A crisis of shame is a crisis of the identity.

The incidence of shame often occurs from way back in our childhood or adolescence, and this is a poison that is ingested throughout our lives, with each shaming incident building on the pain of the past hurtful occurrence. And when we reach adulthood, our entire being is scarred by the numerous shaming incidents in our lives; until we become a fragment of who we are; a fragment of who we can be.

My own struggle with shame is rooted in my childhood. Since young I had always been the physically inept child. Yes, I was the child who learnt to play chess when I was 5, but on the physical front I was weak. My experiences with childhood asthma meant that I had always found it more difficult than others to keep fit. Exercise was a torture as it meant I had to breathe in more oxygen, and that was difficult for me as a person with asthma. 

Playgrounds can be places of fun for some children; but for others they could be places of
isolation or places of great trauma.
Playground experiences were traumatic events for me. In fact I cannot remember most of my encounters at the playground; I don't even remember going to the playground at all. This was probably due to my poor vestibular sense - my lack of balance and spatial orientation. I only remember two incidents. The first instance was when I fell from my bicycle and had to be rushed to the doctor to get my knee treated. The second incident was in secondary school, when I fell from the monkey bars and fractured my arm. Both incidents compounded my shame that I was no good physically and that I should avoid all physical activities since I know I would continue to fail.

The internalisation of shame as an identity is cemented by those around you; those who say hurtful words that compound the feelings of shame that you already feel, those who choose to respond indifferently to the small but important successes in your areas of weakness, or those who choose to be absent either physically or emotionally during moments that are important to you. I have experienced all three of these situations.

So as I ran at the Homeschool Sports Day yesterday, those feelings of deep shame overwhelmed me. I would never have signed up for the race, but only did so as I was under the mistaken impression that it was part of a Family Race that would also be joined by Sue and the kids.

The older son. All excited and ready to run the race. As parents, are we there to
support our kids all the way come what may?
My two sons also had their individual races.

I had the privilege of walking my older son to the reporting area and to the starting point, taking photos of him as he prepared himself for the race. This was a hard thing for him to do, and our almost-8-year-old was very anxious, doubting himself and his ability to run.

"Z, you can do it. Daddy loves you very much and I am so proud of you," I said.

I will never forget the look in his eyes; that look of anxiety and fear, yet tempered by a reassurance that his father was with him by his side; and that his father would be with him all the way, come what may.
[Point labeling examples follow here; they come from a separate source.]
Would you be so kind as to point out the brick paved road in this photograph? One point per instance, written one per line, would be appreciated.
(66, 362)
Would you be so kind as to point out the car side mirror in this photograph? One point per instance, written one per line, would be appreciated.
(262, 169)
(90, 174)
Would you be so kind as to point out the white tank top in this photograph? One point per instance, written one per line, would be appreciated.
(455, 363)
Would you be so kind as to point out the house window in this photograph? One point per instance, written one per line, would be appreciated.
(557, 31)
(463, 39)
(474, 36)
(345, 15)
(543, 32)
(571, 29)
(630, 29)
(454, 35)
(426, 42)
As the starting horn sounded, my son gave it his best, and ran like the wind to the finishing line. It was physically hard for me, but I ran parallel to him, for as long as I could, before I too was swept away by all the other 7 and 8-year-old competitors.

Z came in third among his group of 8 competitors, and I was so proud of him.

As parents, we have our own demons to fight. I know that my struggle with shame has been a long one. To deal with shame you have to address each and every incidence of shame; and deal with the grief and the loss associated with each instance. It's often likened to peeling an onion, when you have to deal with the stinging effect from the juices each time you peel off a layer.  

But we do it for our children.

For when we can understand why we were shamed as a child, we can then choose to ourselves avoid words and actions that could shame our child. Our children may win in the numerous races of their lives, or they could lose. It's our response that make a difference.

For we want our children to know that they are persons of immeasurable worth; individuals who are secure in their identity, and persons who are whole in the "self within the self".